Pygmy jerboas are one of 33 species of jerboas, aka desert jumping rodents with long hind legs and tails who live in North Africa and Asia. The pygmy jerboa is specifically only found in Kazakhstan, and it stands out from other jerboas due to its small size. Their body is only about two inches long, with hind legs that are roughly half the length of their body! Pygmy jerboas (and all jerboas) also don’t drink water, instead getting all the water they need from the plants and insects they eat. But before you think about trying to adopt one, these little guys are deadly. It is illegal to own a jerboa in the US because of their history as carriers of monkeypox, a disease similar to smallpox. Besides that, jerboas often require a lot of space to move around in. Even though we sadly can’t have a pygmy jerboa, we can still enjoy them in videos like this one.

  1. Dumbo Octopus
Dumbo Octopus. Illustration by Ysabelle Magat ’21.

 

I bet it didn’t take you long to figure out why this adorable animal is nicknamed the dumbo octopus. In actuality, the name refers to 13 species of octopuses (octopi? octopeople?) that live in the “open ocean” zone of the ocean, near the seafloor (they are the deepest-living octopuses that we know of). They are also different from other octopuses in that they have no ink sac, and they have earlike appendages that they use like fins to move around with. Because they live so deep in the ocean they are hard to spot, but they have typically been found around Australia, New Zealand California, the Philippines, and New Guinea. Dumbo octopuses typically live for about 3-5 years in the wild and feed on snails, worms, and other animals that live on the ocean floor. Little is known about dumbo octopuses since they live so far down in the ocean, but you can still admire them in rare footage such as this.

  1. Echidna
Echidna. Illustration by Ysabelle Magat ’21.

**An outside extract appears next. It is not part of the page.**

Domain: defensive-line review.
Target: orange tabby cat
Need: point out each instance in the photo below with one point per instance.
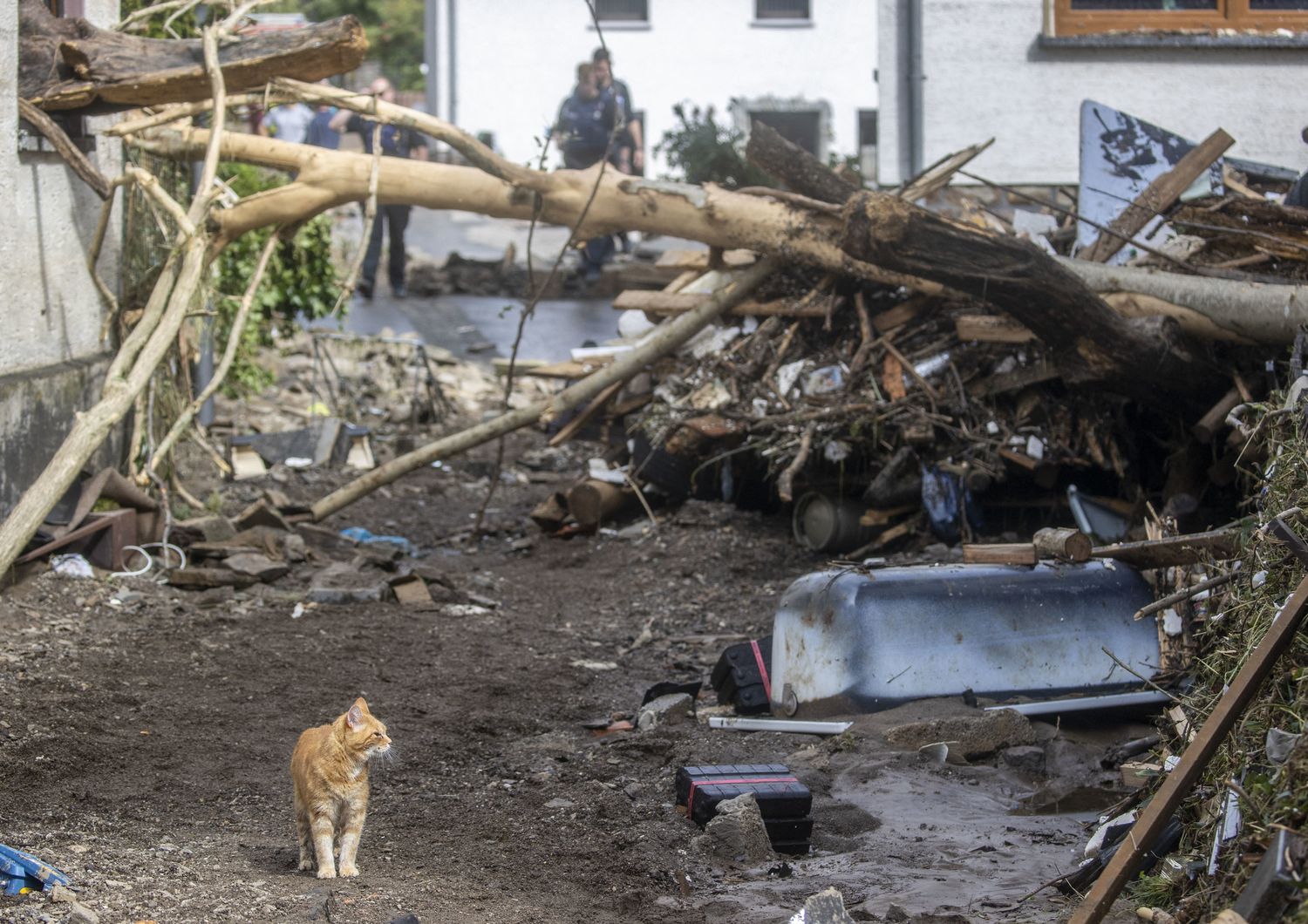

You may have thought that platypuses were the only egg-laying mammal in the world, but meet another one. Echidnas are found in Australia and New Guinea and are colloquially called “spiny anteaters” (though they are not closely related). They are also commonly thought to be one of the world’s oldest surviving mammals. There are 4 species of echidnas, 3 long-beaked ones only endemic to New Guinea (one named after Sir David Attenborough!) and one more common, short-beaked one found throughout New Guinea and Australia. Unlike their platypus relatives who are semi-aquatic, Echidnas are solely land-dwelling—they have long sticky tongues with which they use to feed on insects they find. Echidnas also have claws for digging, which they do when they find a food source or are threatened and want to burrow. They also hibernate during the fall and winter and can live for up to 50 years in captivity. Due to habitat loss and their status as a delicacy, echidna populations are threatened. Watch a video of a short-beaked one here.

 

Whether it’s the colorful sparklemuffin or the strange dumbo octopus, these unique animals all manage to brighten one’s day with simply their appearance. Beyond that, their special adaptations also make for great observations on the amazing properties we have found in our ever-growing animal kingdom. It’s just a good thing that they aren’t self-conscious about us laughing at them— an animal uprising is the last thing we need this year.